The demand of raw cotton in Vietnam’s textile and apparel industry has had a significant growth over the last six years in a row. After a little slowdown on its pace in late 2015-16, the growth of Vietnam’s’ cotton imports have once again started to soar over the last six months. The recent surge of cotton imports also reflects that Vietnam’s spinning and apparel manufacturing sector is still booming with momentum.
Vietnam is currently ranked among the world’s top five textile and apparel exporting countries. Its robust growth rate of textile and apparel exports also means that the country needs more raw material, especially raw cotton, to cater its mass production. Vietnam’s cotton consumption has been increasing at an average 22% year on year for the last five years. Domestic cotton consumption for 2014-15 totaled 935,900 tonnes, equivalent to 4.29 million bales, representing 35% growth in quantity from the previous year. Vietnam’s spinning industry is expected to consume a volume of 1.17 million tonnes or 5.37 million bales of raw cotton in the 2015-2016, up by 25% from previous year.
According to the latest prediction from The United States Department of Agriculture (USDA), Vietnam’s cotton imports are likely to reach 5 million bales in the 2016-17 financial year, while the US will be one of the biggest beneficiaries, as cotton imported from the US has made up around 40% of Vietnam’s total cotton imports over the past few years.
The USDA also suggested that much of Vietnam’s growth in cotton product exports has been driven by declines in cotton spinning in China. China’s now-ended cotton price support program requires that the state reserve purchase large amounts of cotton, which drove up cotton prices in China relative to global levels.
With the implementation of the ASEAN-China Free Trade Agreement, cotton yarn produced in Vietnam has duty free access to China, versus a 40 percent above-quota duty on raw cotton imported into China. Many Chinese-owned mills have relocated to Vietnam from China, spinning the same yarn using the same (mostly U.S.) cotton, then shipping the yarn back to China for the next stage in the value chain.

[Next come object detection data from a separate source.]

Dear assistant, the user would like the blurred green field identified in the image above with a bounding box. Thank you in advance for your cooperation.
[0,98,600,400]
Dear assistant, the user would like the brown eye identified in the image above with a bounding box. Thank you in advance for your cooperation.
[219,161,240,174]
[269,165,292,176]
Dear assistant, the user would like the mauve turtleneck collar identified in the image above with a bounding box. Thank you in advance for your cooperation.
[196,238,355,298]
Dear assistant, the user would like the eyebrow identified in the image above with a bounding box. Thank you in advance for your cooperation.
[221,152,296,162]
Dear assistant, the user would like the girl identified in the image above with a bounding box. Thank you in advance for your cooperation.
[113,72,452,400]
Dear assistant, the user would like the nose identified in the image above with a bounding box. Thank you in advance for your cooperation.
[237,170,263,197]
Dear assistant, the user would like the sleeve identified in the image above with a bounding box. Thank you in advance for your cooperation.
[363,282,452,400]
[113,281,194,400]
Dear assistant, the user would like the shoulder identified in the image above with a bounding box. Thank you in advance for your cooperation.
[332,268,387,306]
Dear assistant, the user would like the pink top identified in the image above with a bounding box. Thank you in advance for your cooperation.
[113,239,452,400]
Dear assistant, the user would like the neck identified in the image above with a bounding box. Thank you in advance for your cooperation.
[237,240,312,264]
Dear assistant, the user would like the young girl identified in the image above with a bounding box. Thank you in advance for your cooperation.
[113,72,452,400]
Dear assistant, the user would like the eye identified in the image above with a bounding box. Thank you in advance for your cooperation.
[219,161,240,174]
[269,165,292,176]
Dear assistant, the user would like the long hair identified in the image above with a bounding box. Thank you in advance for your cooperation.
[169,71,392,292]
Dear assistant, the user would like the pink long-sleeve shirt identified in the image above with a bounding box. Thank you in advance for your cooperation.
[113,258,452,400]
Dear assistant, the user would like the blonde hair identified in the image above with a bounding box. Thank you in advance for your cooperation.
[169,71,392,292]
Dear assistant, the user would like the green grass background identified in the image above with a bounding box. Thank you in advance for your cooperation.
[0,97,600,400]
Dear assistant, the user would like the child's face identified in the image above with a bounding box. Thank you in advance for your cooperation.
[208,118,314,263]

Today, Vietnam is home to over 100 spinning mills with an estimated capacity of over 900,000 tonnes of cotton-based and man-made yarns. Up to two thirds of Vietnam’s cotton imports are spun in foreign-owned mills, with much of it exported to China. The exports of cotton yarn from Vietnam to China are further expected to increase in the future as the Chinese companies in Vietnam are expanding their manufacturing capacities progressively. Industry experts estimate that new and existing spinning projects being registered in 2015 will raise the number of spindles in Vietnam from 6.3 million in 2014-2015 to 8.2 million in 2016-2017.
Vietnam’s textile and apparel exports will be expected to have even bigger growth in the near future, thanks to several free trade agreements, such as the Trans-Pacific Partnership (TPP), the Free Trade Agreement with the EU, ASEAN-China Free Trade Agreement and the Vietnam-Korea Free Trade Agreement. This also means that Vietnam will remain as one of the fastest growing cotton importing countries.